Clinical Cancer Research, Vol 1, Issue 12 1557-1562, Copyright © 1995 by American Association for Cancer Research

ARTICLES

Radiation-induced enhanced proliferation of human squamous cancer cells in vitro: a release from inhibition by epidermal growth factor

BD Kavanagh, PS Lin, P Chen and RK Schmidt-Ullrich
Department of Radiation Oncology, Medical College of Virginia, Virginia Commonwealth University, Richmond, Virginia 23298-0058, USA.
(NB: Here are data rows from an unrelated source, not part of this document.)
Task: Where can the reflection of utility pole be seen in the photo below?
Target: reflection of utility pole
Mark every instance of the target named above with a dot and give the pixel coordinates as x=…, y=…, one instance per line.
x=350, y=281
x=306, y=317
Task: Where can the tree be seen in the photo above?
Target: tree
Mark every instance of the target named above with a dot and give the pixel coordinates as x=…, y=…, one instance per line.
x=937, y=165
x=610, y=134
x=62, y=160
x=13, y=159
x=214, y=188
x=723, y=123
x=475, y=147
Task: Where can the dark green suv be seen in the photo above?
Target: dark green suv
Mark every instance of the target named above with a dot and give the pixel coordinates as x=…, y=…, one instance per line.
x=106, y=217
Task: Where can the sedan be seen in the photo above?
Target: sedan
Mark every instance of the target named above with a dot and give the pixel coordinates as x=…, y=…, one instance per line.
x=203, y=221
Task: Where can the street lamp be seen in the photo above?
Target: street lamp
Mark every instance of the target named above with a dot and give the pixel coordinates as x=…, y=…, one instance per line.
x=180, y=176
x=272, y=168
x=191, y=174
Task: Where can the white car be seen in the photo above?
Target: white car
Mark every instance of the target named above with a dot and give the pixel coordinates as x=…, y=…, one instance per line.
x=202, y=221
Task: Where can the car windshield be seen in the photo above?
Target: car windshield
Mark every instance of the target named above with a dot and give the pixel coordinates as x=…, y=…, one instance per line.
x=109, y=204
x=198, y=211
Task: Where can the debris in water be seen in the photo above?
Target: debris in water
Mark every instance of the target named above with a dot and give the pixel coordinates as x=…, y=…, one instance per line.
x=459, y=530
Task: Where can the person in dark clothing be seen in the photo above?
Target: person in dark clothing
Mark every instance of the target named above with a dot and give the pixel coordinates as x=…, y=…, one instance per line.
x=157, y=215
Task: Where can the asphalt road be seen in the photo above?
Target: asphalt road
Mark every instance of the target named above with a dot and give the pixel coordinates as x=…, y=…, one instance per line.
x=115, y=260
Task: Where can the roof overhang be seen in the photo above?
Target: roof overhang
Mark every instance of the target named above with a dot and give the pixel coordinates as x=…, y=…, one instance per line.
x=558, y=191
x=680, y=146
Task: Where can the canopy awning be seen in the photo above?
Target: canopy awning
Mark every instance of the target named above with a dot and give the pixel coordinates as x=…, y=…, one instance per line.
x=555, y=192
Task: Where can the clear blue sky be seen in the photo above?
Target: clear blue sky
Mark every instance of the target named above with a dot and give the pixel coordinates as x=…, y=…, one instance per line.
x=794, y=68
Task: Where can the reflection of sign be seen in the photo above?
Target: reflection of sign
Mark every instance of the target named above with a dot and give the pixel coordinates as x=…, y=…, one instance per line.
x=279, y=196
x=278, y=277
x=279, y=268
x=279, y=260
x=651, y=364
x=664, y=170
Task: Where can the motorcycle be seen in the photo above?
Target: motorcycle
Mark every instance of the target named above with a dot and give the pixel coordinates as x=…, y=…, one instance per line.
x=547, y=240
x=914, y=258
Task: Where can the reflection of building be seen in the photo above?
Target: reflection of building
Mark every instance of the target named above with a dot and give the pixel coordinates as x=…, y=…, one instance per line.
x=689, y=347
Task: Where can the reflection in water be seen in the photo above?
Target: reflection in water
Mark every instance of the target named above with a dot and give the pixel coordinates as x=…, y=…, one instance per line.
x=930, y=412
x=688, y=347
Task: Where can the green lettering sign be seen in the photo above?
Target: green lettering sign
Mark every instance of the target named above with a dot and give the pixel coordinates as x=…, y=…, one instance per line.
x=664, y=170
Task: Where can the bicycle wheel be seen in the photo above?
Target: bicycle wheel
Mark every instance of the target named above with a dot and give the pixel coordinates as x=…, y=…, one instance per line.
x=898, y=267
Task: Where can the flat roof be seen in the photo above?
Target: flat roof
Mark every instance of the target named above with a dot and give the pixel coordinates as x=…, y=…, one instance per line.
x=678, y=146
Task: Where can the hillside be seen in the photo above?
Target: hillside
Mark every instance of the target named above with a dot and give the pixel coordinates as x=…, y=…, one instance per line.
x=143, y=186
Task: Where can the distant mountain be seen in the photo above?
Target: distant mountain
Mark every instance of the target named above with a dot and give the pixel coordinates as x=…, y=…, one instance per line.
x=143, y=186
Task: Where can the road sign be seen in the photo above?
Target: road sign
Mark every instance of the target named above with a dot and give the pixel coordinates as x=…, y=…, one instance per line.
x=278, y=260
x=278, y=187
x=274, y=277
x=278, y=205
Ionizing radiation is believed to stimulate the repopulation of squamous carcinoma cells that survive the early portion of a fractionated course of radiotherapy. To characterize any intrinsic radiation-induced adaptive response and to examine whether epidermal growth factor (EGF) influences this response, A431 and 183A cells were irradiated with repeated daily exposures of 0.5-0.75 Gy and then grown in monolayer culture for 7 days with or without EGF at a 1 ng/ml concentration. Cell numbers were quantified using a microtiter dye-reduction assay. EGF alone caused approximately 70% and 30% growth inhibition of human SC A431 and 183A cells, respectively. Although radiation alone did not affect proliferative rates in these conditions, radiation eliminated the EGF-related growth inhibition in both cell lines. This effect was dose dependent in single radiation exposure experiments. Cell cycle analyses indicated that EGF initially promoted entry into S-phase 3 days after treatment but caused a G1-S block after 7 days. Treatment with radiation recruited cells into S-phase and G2-M, an effect which was sustained 7 days after treatment, overriding the influence of EGF. Radiation-induced modulation of the response of human squamous carcinoma cells to EGF in vitro after single and repeated radiation exposures suggests a proliferation response that may underlie enhanced repopulation of tumor clonogens in vivo.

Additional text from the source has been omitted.